No Maranhão, voltamos aos tempos da Segunda Guerra Mundial, quando  navios alemães costumavam singrar as águas que banhavam as cidades do Litoral Ocidental.

Naquela época, Guimarães era a cidade que os nazistas escolhiam para espionar a movimentação das forças Aliadas, em operação no Nordeste brasileiro.

Agora, descobriu-se na praia de Cedral a presença de um navio à deriva e sem tripulantes.

Joaquim Itapary escreveu um excelente livro “Hitler no Maranhão’, que pode ajudar a desvendar o mistério de Cedral.

JOVENS EMPRESÁRIOS

Há uma nova geração de empresários no comando das entidades produtivas do Maranhão.

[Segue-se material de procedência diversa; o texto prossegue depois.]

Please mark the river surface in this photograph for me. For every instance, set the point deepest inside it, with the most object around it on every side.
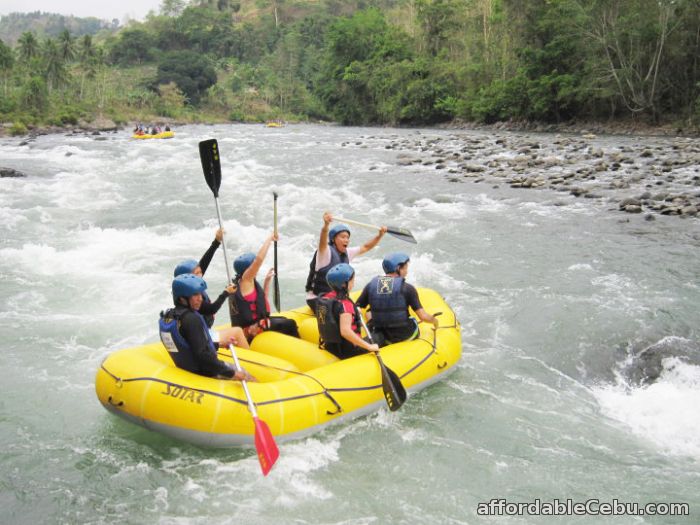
(558, 298)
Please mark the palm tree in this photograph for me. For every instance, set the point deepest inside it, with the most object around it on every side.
(66, 44)
(7, 61)
(90, 58)
(55, 66)
(28, 46)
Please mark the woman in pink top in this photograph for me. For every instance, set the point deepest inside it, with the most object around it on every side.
(250, 309)
(333, 248)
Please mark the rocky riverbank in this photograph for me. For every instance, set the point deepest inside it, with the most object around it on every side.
(651, 175)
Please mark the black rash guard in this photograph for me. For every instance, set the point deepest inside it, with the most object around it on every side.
(205, 356)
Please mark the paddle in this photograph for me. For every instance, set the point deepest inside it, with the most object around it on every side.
(394, 392)
(275, 282)
(264, 440)
(399, 233)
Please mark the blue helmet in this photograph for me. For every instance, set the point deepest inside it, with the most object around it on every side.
(392, 261)
(339, 276)
(187, 285)
(336, 229)
(186, 266)
(242, 262)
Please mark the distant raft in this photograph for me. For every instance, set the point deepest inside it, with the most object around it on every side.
(301, 389)
(161, 135)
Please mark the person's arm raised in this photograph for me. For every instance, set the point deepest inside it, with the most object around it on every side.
(251, 272)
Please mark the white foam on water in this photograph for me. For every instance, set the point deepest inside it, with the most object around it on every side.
(580, 267)
(664, 412)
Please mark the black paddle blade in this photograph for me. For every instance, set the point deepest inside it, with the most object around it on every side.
(394, 392)
(211, 165)
(401, 233)
(276, 294)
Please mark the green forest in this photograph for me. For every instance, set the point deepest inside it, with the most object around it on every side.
(383, 62)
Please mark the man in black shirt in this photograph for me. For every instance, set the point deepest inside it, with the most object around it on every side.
(185, 333)
(389, 298)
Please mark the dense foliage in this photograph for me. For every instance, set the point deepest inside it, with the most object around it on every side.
(368, 62)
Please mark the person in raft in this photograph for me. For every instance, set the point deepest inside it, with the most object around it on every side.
(250, 308)
(333, 249)
(185, 334)
(209, 309)
(388, 298)
(338, 318)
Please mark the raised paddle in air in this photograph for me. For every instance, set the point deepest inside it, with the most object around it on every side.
(399, 233)
(264, 440)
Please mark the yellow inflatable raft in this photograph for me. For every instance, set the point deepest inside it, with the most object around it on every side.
(300, 390)
(161, 135)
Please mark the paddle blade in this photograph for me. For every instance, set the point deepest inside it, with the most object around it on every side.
(265, 445)
(211, 165)
(276, 294)
(401, 233)
(394, 392)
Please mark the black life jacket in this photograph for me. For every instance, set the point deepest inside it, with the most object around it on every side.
(241, 311)
(328, 312)
(389, 308)
(176, 345)
(316, 281)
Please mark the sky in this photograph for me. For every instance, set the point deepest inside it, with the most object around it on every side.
(107, 10)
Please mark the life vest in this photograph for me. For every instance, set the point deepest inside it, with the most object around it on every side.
(316, 281)
(328, 312)
(176, 345)
(240, 309)
(328, 318)
(388, 304)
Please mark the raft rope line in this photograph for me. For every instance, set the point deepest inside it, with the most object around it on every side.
(326, 391)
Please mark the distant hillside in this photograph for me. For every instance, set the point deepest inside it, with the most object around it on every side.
(49, 24)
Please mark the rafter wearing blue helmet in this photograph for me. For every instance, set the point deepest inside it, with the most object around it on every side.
(208, 309)
(250, 308)
(389, 297)
(338, 317)
(185, 334)
(333, 248)
(199, 268)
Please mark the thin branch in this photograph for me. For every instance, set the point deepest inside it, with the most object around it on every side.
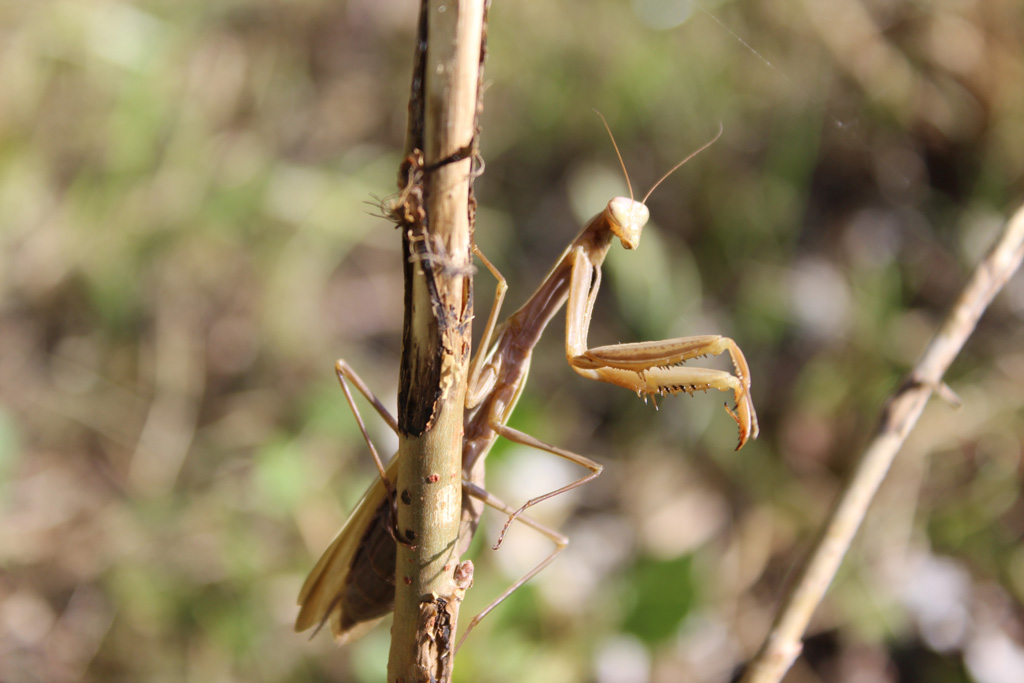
(901, 412)
(434, 213)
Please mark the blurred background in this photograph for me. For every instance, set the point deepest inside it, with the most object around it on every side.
(188, 241)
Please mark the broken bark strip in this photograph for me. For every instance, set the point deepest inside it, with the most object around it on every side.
(436, 339)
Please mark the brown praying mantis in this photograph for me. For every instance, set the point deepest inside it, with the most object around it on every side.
(352, 584)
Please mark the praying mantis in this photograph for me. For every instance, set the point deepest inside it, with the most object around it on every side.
(352, 584)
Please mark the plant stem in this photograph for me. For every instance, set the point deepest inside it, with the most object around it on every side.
(436, 339)
(782, 644)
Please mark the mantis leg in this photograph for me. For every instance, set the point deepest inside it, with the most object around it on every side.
(345, 372)
(526, 439)
(560, 541)
(652, 368)
(477, 389)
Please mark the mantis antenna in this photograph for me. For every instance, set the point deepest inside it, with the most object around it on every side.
(670, 171)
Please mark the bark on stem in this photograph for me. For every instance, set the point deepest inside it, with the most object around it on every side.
(782, 644)
(436, 339)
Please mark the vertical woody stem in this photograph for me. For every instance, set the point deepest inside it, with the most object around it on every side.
(436, 341)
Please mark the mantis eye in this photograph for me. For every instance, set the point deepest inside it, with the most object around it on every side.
(628, 219)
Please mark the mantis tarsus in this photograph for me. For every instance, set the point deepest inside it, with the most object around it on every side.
(352, 585)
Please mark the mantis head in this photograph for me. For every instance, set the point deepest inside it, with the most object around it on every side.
(627, 220)
(627, 216)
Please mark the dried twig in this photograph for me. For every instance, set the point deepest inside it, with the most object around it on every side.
(434, 214)
(782, 644)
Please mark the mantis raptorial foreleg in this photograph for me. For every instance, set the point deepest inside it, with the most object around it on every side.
(650, 368)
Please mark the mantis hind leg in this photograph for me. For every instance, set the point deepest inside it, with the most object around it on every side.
(346, 374)
(560, 541)
(532, 441)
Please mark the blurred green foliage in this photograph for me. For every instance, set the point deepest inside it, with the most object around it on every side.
(188, 240)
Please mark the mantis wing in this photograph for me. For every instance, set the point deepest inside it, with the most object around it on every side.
(322, 597)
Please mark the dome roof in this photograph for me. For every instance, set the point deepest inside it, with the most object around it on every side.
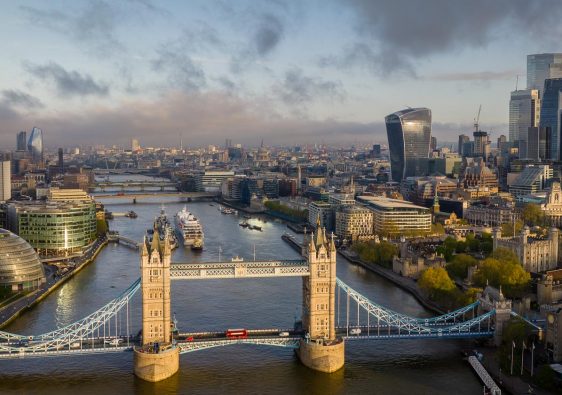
(19, 263)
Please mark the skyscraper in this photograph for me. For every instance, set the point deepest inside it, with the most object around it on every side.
(551, 110)
(35, 145)
(22, 141)
(463, 139)
(5, 180)
(61, 161)
(541, 67)
(409, 134)
(524, 113)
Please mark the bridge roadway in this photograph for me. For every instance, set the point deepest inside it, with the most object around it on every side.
(243, 269)
(139, 195)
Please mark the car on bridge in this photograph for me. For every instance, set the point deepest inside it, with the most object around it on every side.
(237, 333)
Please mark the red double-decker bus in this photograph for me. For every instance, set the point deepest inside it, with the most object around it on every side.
(237, 333)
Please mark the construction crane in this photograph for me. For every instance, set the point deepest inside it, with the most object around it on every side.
(477, 119)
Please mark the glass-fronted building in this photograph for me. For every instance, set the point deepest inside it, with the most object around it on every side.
(35, 145)
(54, 228)
(409, 135)
(551, 113)
(541, 67)
(524, 113)
(20, 268)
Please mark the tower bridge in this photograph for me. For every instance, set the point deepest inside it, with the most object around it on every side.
(333, 313)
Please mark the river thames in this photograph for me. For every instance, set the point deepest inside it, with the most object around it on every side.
(383, 367)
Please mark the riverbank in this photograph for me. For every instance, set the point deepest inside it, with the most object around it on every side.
(405, 283)
(18, 307)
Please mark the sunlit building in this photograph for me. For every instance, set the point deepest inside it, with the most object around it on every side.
(409, 134)
(20, 268)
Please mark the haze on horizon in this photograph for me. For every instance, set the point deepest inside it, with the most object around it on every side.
(101, 72)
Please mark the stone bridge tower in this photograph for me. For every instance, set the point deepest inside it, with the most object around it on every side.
(321, 350)
(157, 358)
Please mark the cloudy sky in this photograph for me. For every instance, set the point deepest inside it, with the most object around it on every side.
(326, 71)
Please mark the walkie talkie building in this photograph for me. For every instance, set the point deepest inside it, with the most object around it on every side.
(409, 135)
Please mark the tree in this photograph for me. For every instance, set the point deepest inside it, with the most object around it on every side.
(505, 272)
(533, 215)
(458, 267)
(436, 282)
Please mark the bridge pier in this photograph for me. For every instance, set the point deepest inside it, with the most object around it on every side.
(321, 350)
(325, 357)
(155, 367)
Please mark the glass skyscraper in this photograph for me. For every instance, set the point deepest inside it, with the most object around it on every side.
(35, 145)
(541, 67)
(22, 141)
(524, 113)
(551, 113)
(409, 135)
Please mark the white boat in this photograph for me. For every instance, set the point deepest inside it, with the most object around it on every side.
(189, 228)
(227, 210)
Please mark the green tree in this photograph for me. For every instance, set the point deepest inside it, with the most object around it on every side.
(458, 267)
(435, 282)
(533, 215)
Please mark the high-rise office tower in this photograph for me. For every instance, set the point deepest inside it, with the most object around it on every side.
(481, 144)
(5, 180)
(463, 139)
(135, 146)
(61, 161)
(541, 67)
(35, 145)
(22, 141)
(409, 134)
(433, 143)
(524, 113)
(551, 111)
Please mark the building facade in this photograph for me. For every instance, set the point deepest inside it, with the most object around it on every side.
(551, 109)
(541, 67)
(35, 145)
(397, 217)
(524, 113)
(54, 228)
(354, 223)
(5, 180)
(409, 135)
(535, 254)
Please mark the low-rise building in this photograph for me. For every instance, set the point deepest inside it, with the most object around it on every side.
(397, 217)
(537, 255)
(54, 227)
(354, 223)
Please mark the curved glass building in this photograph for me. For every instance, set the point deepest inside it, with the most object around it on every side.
(409, 135)
(20, 268)
(35, 145)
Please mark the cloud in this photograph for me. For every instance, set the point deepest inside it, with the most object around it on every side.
(183, 72)
(393, 35)
(204, 118)
(297, 89)
(476, 76)
(67, 83)
(268, 34)
(95, 25)
(17, 98)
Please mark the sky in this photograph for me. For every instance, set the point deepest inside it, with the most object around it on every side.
(289, 72)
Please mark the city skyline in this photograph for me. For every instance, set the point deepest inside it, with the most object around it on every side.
(284, 72)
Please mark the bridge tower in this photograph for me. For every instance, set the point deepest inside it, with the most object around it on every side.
(157, 358)
(321, 350)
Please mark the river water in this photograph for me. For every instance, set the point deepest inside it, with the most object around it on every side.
(383, 367)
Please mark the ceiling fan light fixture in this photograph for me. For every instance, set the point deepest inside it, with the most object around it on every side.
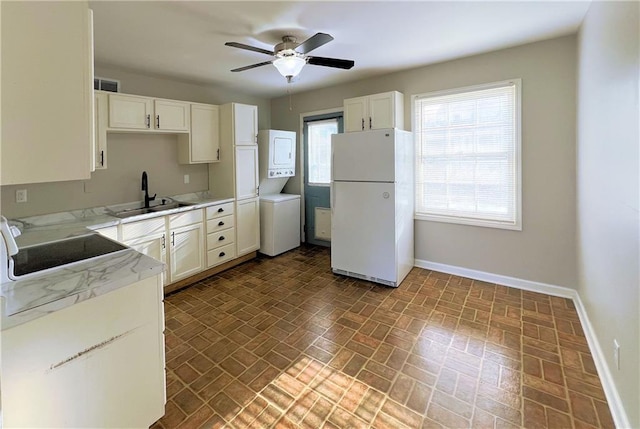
(289, 66)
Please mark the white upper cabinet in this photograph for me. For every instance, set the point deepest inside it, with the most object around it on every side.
(373, 112)
(47, 92)
(133, 112)
(241, 123)
(101, 121)
(171, 115)
(202, 144)
(130, 111)
(355, 110)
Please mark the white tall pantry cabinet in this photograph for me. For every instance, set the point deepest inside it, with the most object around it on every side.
(236, 175)
(47, 92)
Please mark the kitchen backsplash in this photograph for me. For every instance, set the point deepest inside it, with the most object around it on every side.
(128, 156)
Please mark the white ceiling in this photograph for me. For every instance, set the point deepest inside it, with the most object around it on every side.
(185, 39)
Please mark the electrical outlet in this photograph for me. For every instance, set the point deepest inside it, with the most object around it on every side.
(21, 196)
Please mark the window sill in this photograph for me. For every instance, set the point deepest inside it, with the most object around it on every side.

Ao contrário das lideranças passadas, que não costumavam bater de frente com as autoridades governamentais, por receio de retaliações, as de agora se mostram corajosas e desinibidas na defesa de seus interesses e pontos de vistas.

As destemidas ações, empreendidas pelas novas lideranças do empresariado, ficaram mais visíveis na gestão do governador Flávio Dino, que vem sendo invariavelmente questionada e contestada quando toma decisões consideradas lesivas ou prejudiciais ao patronato nativo.

BOLSONARO SEM APOIO

Um dos mais radicais políticos de direita do País, o deputado Jair Bolsonaro, está firme e decididamente disposto a disputar as eleições presidenciais de 2018.

No Maranhão, ainda não se conhece um militante político que tenha se apresentado como adepto da candidatura de Bolsonaro à sucessão do presidente Michel Temer.

Até mesmo o ex-deputado Costa Ferreira, que comanda o Partido Social Cristão, do qual Bolsonaro é filiado, ainda se mantém silencioso.

ZÉ  REINALDO E EMPRESARIADO

Se depender do empresariado maranhense, José Reinaldo Tavares será um dos candidatos ao Senado da República, em 2019.

Na semana passada, a convite da Federação das Indústrias do Maranhão, fez conferência sobre projetos que deverão ser implantados no Estado nos próximos anos para alavancar a nossa economia.

Após a palestra, realizou-se um produtivo debate em que Zé Reinaldo saiu-se muito bem e garantiu praticamente o apoio do empresariado à sua candidatura.

FIM DOS VICES

Na proposta do relator da Comissão Especial para a Reforma Política, uma novidade: a extinção dos cargos de vices para presidente, governador e prefeito.

Se eu tivesse no Congresso Nacional, votaria contra essa proposta e apresentava uma que vigorou no Brasil durante bons anos: os vices eram votados separadamente dos presidentes, governadores e prefeitos.

Essa proposta ensejaria a participação de vários candidatos aos cargos de vice, como aconteceu nas eleições municipais de Pinheiro, em 1950: só havia um candidato a prefeito, o saudoso Elizabetho Carvalho, mas, para vice, uma fila de postulantes.

LAVAGEM DE DINHEIRO

Apenas em 27 estados, o Ministério Público Federal tem condições de apreciar os casos com indícios de suspeitas de desvios de recursos da União.

Desses, apenas sete são dotadas de varas especializadas em lavagem de dinheiro, mas não dispõem de um juiz para julgar esse tipo de crime.

O Maranhão é um deles e por onde transitam quase mil e quinhentos processos.